Consumer Credit: Cars, Cards and College
June 7, 2016
Bottom Line: Consumer credit increased by $14.4B, moderately below market expectations. The year-over-year rate of growth, though, fell only slightly to 6.2%. Revolving debt increased for the 5th time in the last 6 months and has risen moderately over the past year. Meanwhile, non-revolving debt rose sharply with about one-third of this increase being student loans. The consumer debt-to-disposable income ratio (ex-student loans) had declined from a peak of 23.4% in April 2004 to a trough of 17.7% in December 2012 as households deleveraged. The current reading is modestly higher at 18.9%. Consumer Credit ROSE by $13.4 billion in April, compared with market expectations for an increase of $18.0 billion.
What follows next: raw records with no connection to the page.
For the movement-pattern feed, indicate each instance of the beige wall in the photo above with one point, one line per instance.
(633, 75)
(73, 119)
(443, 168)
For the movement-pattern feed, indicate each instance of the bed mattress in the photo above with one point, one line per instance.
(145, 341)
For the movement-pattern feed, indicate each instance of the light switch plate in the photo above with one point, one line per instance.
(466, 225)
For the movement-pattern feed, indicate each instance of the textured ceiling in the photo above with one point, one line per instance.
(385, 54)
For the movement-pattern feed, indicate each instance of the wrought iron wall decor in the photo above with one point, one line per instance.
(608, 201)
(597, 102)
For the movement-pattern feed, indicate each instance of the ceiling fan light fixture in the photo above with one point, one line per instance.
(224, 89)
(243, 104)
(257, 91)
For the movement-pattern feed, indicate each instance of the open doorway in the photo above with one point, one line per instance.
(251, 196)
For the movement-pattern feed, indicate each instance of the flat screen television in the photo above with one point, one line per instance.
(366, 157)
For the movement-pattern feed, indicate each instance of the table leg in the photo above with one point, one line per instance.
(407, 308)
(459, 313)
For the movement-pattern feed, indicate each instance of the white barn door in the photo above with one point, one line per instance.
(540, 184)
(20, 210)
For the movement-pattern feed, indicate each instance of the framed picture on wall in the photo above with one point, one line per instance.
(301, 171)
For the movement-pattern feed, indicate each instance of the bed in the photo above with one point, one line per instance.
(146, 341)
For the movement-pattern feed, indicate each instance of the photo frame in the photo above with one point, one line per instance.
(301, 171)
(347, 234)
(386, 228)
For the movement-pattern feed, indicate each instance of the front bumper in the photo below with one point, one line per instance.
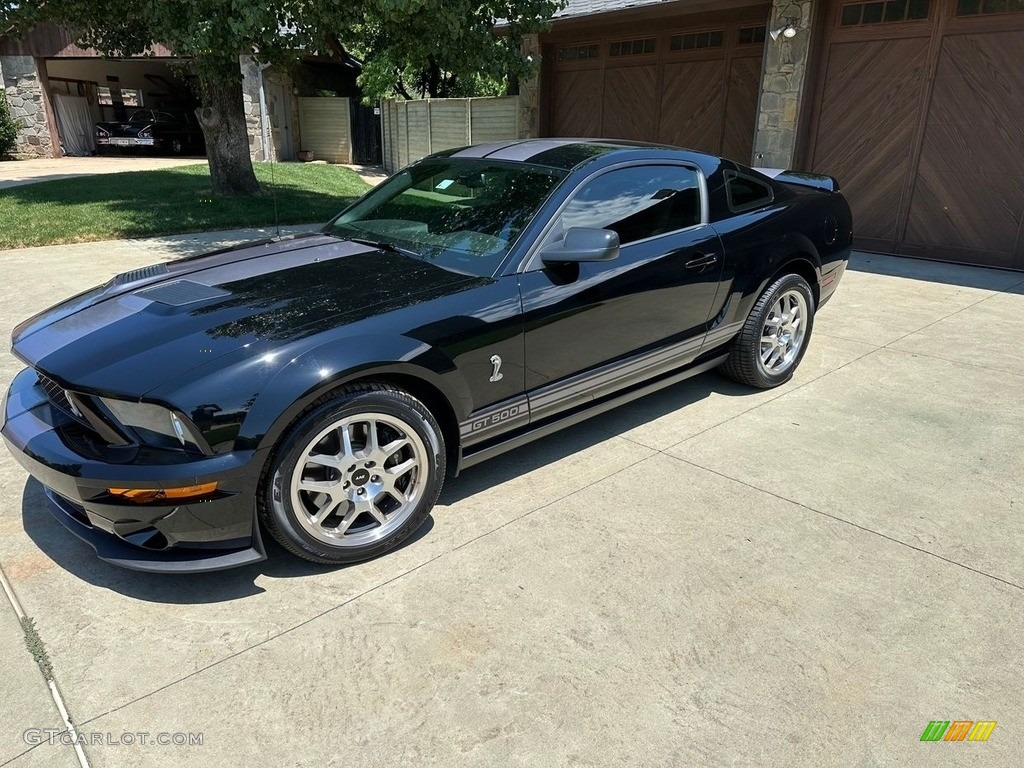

Additionally, the prior month was revised lower from $29.7 billion to $28.4 billion. Over the past year, consumer credit has increased by $211.3 billion or 6.2%. Revolving Credit, including credit cards, ROSE by $1.7 billion. Over the past year, revolving credit has increased by $49.4 billion or 5.5%. Revolving debt is now close to its August 2009 levels but still 6.8% below its July 2008 peak. Non-Revolving Credit, including auto and education loans, ROSE by $11.7 billion. Over the past year, non-revolving credit has increased by $161.9 billion or 6.5%. Of this amount, $99.6 billion, or 61.5%, appears to be due to increases in student loans held by the federal government. Non-revolving debt had been climbing fairly rapidly since mid-2010 but is now increasing moderately over the past year.